= Peter Bussian =

American photographer and filmmaker

Peter Bussian is an American independent filmmaker, photographer and visual media consultant who is known mainly for his work with refugees and other international development issues.

Bussian has consulted on international development projects in developing, conflict and post conflict countries in the Middle East, South Asia, Africa and South America.

Bussian has received awards for his photographs from the International Photography Awards (Lucies) and Interaction.

He has written, produced, directed and/or photographed documentary films in Sudan, Iraq and Afghanistan on displaced persons, climate change and other topics for the United Nations and United States Agency for International Development.

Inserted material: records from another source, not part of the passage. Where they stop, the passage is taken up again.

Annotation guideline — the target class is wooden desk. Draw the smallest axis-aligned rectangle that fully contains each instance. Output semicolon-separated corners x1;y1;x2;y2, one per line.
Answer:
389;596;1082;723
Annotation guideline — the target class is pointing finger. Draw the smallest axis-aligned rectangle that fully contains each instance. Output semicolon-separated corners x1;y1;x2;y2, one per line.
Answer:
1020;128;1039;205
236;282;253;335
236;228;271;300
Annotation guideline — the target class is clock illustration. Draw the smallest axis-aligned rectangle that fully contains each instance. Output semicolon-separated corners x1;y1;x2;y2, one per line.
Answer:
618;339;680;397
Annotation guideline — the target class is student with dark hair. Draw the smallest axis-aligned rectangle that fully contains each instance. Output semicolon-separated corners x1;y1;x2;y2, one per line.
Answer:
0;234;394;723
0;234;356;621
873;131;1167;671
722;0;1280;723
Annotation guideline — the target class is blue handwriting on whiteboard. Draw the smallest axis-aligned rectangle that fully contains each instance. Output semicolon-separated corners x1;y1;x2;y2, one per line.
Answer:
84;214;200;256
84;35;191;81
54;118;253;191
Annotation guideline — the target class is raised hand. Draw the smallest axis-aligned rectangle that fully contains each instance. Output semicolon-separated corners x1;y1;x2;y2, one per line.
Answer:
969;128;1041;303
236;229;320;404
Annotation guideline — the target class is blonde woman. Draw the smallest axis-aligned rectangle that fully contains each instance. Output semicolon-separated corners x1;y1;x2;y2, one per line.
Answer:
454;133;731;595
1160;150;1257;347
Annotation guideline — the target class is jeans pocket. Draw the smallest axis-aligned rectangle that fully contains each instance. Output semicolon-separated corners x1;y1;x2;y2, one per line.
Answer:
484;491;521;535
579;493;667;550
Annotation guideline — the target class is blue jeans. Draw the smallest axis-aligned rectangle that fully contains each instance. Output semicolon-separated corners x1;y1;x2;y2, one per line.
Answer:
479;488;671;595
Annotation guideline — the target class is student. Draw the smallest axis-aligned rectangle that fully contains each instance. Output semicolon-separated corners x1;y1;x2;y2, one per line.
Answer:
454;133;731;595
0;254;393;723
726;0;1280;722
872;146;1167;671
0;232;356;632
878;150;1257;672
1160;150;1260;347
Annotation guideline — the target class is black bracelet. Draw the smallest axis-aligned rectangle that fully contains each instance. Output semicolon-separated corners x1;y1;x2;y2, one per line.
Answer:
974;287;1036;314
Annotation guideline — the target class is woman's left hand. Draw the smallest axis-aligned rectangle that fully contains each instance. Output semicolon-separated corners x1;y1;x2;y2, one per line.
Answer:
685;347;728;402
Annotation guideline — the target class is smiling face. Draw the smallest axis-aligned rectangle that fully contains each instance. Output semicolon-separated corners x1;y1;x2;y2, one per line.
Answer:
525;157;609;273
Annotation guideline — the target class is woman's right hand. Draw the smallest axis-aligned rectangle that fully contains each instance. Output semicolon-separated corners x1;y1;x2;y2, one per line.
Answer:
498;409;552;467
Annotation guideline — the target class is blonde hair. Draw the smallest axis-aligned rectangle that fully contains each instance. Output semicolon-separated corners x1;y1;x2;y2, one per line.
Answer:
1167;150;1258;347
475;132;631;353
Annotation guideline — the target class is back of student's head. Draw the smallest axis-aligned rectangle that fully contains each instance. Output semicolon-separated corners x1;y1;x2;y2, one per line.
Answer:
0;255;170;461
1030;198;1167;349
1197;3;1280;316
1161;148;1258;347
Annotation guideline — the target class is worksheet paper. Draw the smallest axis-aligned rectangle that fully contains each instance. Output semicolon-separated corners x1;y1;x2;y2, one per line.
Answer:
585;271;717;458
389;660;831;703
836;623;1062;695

Bussian has held several photographic exhibitions, including "The Afghans: Pictures of Resilience 2001 – 2011", which was exhibited at Gallery 169 and Sharq Gallery, both in Los Angeles. The exhibit was also displayed at the Council on Foreign Relations in New York throughout 2012.

He is the author and photographer of the book "Passage to Afghanistan" (Skyhorse, 2016).

Bussian played the lead role in Afghan director Siddiq Barmak's film Opium War, which was Afghanistan's official submission to the 2009 Academy Awards and won several film festival awards, including the Golden Marc’Aurelio Critics’ Award for Best Film at the Rome Film Festival.

Bussian is developing several independent feature film projects, including Scarlet Poppy, an authentic love story set in Afghanistan. The project has been featured at the Busan International Film Festival, International Film Festival of India, the Independent Filmmaker Project "No Borders" and the Dubai International Film Festival

In 2020, Bussian released a book of portraits entitled "Trans New York: Photos and Stories of Transgender New Yorkers." The book was published by Apollo Publishers, with a foreword by transgender activist and author Abby Stein.

He graduated from Boulder High School. He received a bachelor of arts from the University of Colorado Boulder and studied film in the MFA program at Columbia University.

He lives in New York and has twin boys.